An InfinityDB Encrypted Java NoSQL Database is 100% encrypted and 100% authenticated 100% of the time, with hashing, password changing and signing with multiple certificates, while retaining up to 10x compression. It it is otherwise identical to the InfinityDB Embedded Database.
Transparent Data Encryption for Data at Rest
InfinityDB Encrypted uses ‘Transparent Data Encryption’ or TDE for data at rest to minimize the impact of security. It is necessary only to provide a password on file creation and opening, and all the rest is handled internally. This simple step provides not only encryption to prevent data disclosure, but also client authentication and integrity protection. Integrity protection detects malicious or inadvertent modification of the bytes of the file from outside, providing an Exception on reading bad data. Because InfinityDB Database uses a single file for all data in a given database, these features cover all data at once reliably, even while in use. The encrypted files can be used as backups with no encryption step, and with no decryption on restore. There is no point in time when any unencrypted data reaches storage, and the file data is indistinguishable from random bytes. You can combine this TDE with the other provided security measures to further increase safety of all data.
- All stored data is 100% encrypted 100% of the time according to a password using standard AES-128 or AES-256
- All stored data is 100% integrity checked and authenticated 100% of the time according to the password using standard HMAC-SHA256
- Passwords may be changed easily and instantly at any time for ‘key rotation’ given the previous password
- The password is a ‘Key Encryption Key’ and is not stored in the file and cannot practically be reconstructed
- All secure algorithms and techniques are well-established and standards-based
- Database size is not practically limited by encryption, because encryption is on-the-fly, not batched
- Per-block Randomization – each data block contains data, HMAC, random HMAC salt, and independent random encryption ‘initialization vector’ and block address for maximum strength. Each write re-randomizes.

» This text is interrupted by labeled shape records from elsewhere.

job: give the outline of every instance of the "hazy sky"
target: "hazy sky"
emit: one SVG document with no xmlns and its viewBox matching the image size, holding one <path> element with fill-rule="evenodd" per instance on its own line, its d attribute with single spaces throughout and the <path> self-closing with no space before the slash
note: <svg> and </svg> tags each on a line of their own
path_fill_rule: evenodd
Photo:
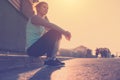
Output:
<svg viewBox="0 0 120 80">
<path fill-rule="evenodd" d="M 44 1 L 49 3 L 49 20 L 72 34 L 70 42 L 63 38 L 62 48 L 84 45 L 120 52 L 120 0 Z"/>
</svg>

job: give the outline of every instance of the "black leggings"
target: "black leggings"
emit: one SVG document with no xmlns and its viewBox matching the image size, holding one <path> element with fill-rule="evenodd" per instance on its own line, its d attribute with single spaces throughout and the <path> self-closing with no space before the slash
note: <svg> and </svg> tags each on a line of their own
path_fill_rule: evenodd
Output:
<svg viewBox="0 0 120 80">
<path fill-rule="evenodd" d="M 55 43 L 59 42 L 60 39 L 61 34 L 58 31 L 50 30 L 27 49 L 27 54 L 33 57 L 47 54 L 47 57 L 51 57 L 55 48 Z"/>
</svg>

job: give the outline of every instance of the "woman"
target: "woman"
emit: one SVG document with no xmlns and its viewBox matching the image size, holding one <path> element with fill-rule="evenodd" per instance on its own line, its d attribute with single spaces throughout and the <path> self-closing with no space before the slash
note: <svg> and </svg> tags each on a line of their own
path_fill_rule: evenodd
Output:
<svg viewBox="0 0 120 80">
<path fill-rule="evenodd" d="M 48 21 L 46 18 L 48 4 L 46 2 L 39 2 L 35 7 L 37 14 L 32 16 L 27 23 L 27 53 L 34 57 L 46 54 L 45 65 L 64 65 L 56 58 L 56 53 L 59 49 L 61 35 L 70 40 L 71 34 Z"/>
</svg>

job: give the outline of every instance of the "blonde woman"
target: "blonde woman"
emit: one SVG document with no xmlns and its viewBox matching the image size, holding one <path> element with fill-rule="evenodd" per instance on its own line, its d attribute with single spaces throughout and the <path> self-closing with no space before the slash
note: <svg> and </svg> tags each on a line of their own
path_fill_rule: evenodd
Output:
<svg viewBox="0 0 120 80">
<path fill-rule="evenodd" d="M 70 40 L 71 34 L 46 19 L 48 4 L 39 2 L 36 6 L 37 14 L 29 18 L 26 27 L 26 49 L 29 56 L 47 56 L 44 64 L 50 66 L 64 65 L 56 58 L 61 36 Z"/>
</svg>

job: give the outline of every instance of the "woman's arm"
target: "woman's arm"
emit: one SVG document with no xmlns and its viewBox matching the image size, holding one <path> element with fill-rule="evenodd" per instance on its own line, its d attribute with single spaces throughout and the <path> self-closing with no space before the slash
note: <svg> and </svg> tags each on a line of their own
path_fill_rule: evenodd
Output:
<svg viewBox="0 0 120 80">
<path fill-rule="evenodd" d="M 55 24 L 53 24 L 53 23 L 50 23 L 50 22 L 42 19 L 41 17 L 39 17 L 39 16 L 37 16 L 37 15 L 35 15 L 35 16 L 32 17 L 31 22 L 32 22 L 32 24 L 34 24 L 34 25 L 38 25 L 38 26 L 39 26 L 39 25 L 42 25 L 42 26 L 45 26 L 45 27 L 47 27 L 47 28 L 57 30 L 57 31 L 59 31 L 61 34 L 63 34 L 67 40 L 70 40 L 70 38 L 71 38 L 71 33 L 70 33 L 70 32 L 62 29 L 61 27 L 59 27 L 59 26 L 57 26 L 57 25 L 55 25 Z"/>
</svg>

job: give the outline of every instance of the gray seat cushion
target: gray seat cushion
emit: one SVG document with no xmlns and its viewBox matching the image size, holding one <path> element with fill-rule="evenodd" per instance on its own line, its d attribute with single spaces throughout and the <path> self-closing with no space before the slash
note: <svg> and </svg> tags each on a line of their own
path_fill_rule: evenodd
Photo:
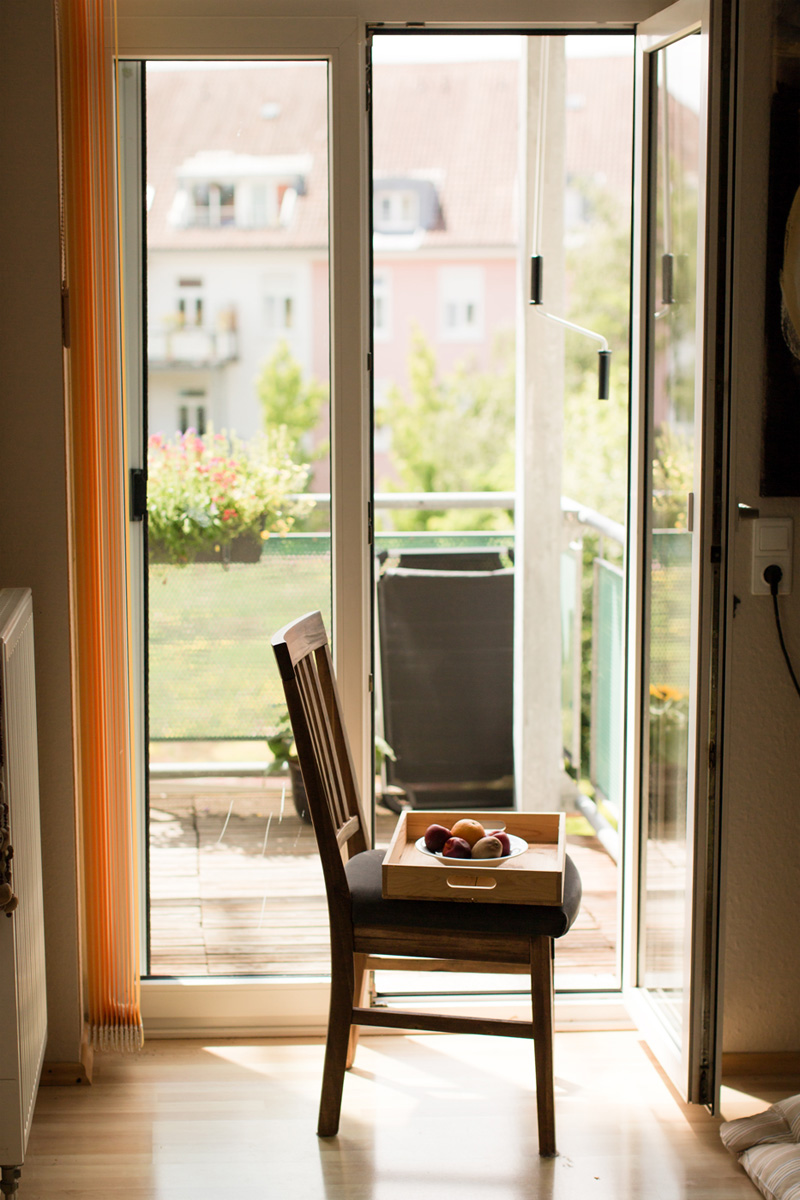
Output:
<svg viewBox="0 0 800 1200">
<path fill-rule="evenodd" d="M 581 907 L 581 876 L 566 858 L 564 902 L 560 905 L 465 904 L 449 900 L 384 900 L 380 864 L 383 850 L 368 850 L 345 864 L 355 925 L 391 925 L 474 934 L 546 934 L 561 937 Z"/>
</svg>

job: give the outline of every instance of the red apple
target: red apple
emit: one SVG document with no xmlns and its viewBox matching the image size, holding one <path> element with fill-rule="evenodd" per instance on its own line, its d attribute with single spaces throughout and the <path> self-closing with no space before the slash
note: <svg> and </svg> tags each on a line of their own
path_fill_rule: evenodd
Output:
<svg viewBox="0 0 800 1200">
<path fill-rule="evenodd" d="M 511 853 L 511 842 L 509 840 L 509 834 L 505 833 L 503 829 L 493 829 L 492 833 L 488 834 L 487 836 L 498 839 L 498 841 L 503 846 L 504 854 Z"/>
<path fill-rule="evenodd" d="M 503 858 L 503 846 L 499 838 L 481 838 L 473 846 L 473 858 Z"/>
<path fill-rule="evenodd" d="M 445 858 L 471 858 L 473 847 L 463 838 L 449 838 L 441 847 Z"/>
<path fill-rule="evenodd" d="M 434 854 L 438 850 L 441 850 L 449 838 L 450 829 L 445 829 L 444 826 L 428 826 L 425 830 L 425 845 L 427 850 L 432 850 Z"/>
</svg>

- Compression up to 10x is preserved, as in the Embedded version
- Encryption levels may be selected – strong or regular for export compliance. Future versions will provide more
- File content is fully dynamic – encrypted data can be updated continuously
- Fast full-file hashing or ‘fingerprinting’ of either encrypted or unencrypted blocks provides strong content and integrity checking of 100% of the data
- Optional signing ensures a guaranteed overall file content; backups are therefore authenticated and safe from external modification
- Signing algorithms are selectable including SHA256, SHA3 or MD5 or any other with RSA, DSA, or ECDSA
- Multiple X509 certificates and their trust chains or bare public keys are stored in the file and organized automatically
- Partial signing by different processes will finally reach fully signed state; not all private keys are needed at once
Compatible with InfinityDB Embedded
- The API is a superset of the InfinityDB Embedded Database API
- Reaches about 50% of embedded mode performance for disk I/O, but full speed in the memory cache
- Compression is preserved at 1 to 10x or more
- Unencrypted files are compatible; they can still be opened for read or write and stay unencrypted
These features of InfinityDB Encrypted provide vital security for the entire set of Items in the database, which means all of the database content is protected. InfinityDB Encrypted data in storage is never in plaintext unprotected form at rest or in motion, but is accessed and modified directly in place in the single encrypted InfinityDB file. Hence, an InfinityDB file can also be used as a secure ‘message’ for communication, or as a backup. There is no ‘metadata’ like internal filenames, database names, schemas, user names or ‘personally identifiable information’ to be leaked.
Avoids Common Leaks
Most DBMS and other systems expose data at least while it is being used, so it ‘leaks’ in the clear into uncontrollable locations. Even if data is only momentarily decrypted in storage, leaks are possible, such as at least these:
- Disk or RAID array block caches hold raw data, and they will often be battery-backed up for recovery after hardware failure;
- Disks are often removed from hosts or RAID sets and not destroyed or else are removed for safety before they actually fail;
- Entire host systems may be decommissioned or reconfigured or re-purposed without wiping or destroying the storage;
- The file system cache in memory contains clear text;
- Cluster nodes may store and communicate clear text (MongoDB communicates clear text);
- Map/reduce processing, such as by Hadoop, normally only works with clear text;
- Cloud virtual servers cannot credibly ensure security of data are not FIPS 140-2 compliant;
- Deleted files remain on the underlying storage;
- ‘Shredding’ file data by overwriting does not work, because a file system may copy data internally – for example zfs copies every block that is written;
- ‘Journalling’ file systems like ext3, ext4, jfs, and xfs copy data or metadata to a ‘log’ or ‘journal’ area;
- Defragmentation leaves copies on storage that is not apparent in the file system;
- SSD’s or Flash storage leave data in un-erased blocks and ‘overprovisioned’ space;
- Archives such as tar or zip may continue to contain clear text copies of data thought to have been erased;
- Many DBMS’ keep sort areas, indexes, logs, rollback segments, and even base tables in the clear in storage; and
- Abrupt shutdown of systems, applications or processes leaves any temporary clear text files behind.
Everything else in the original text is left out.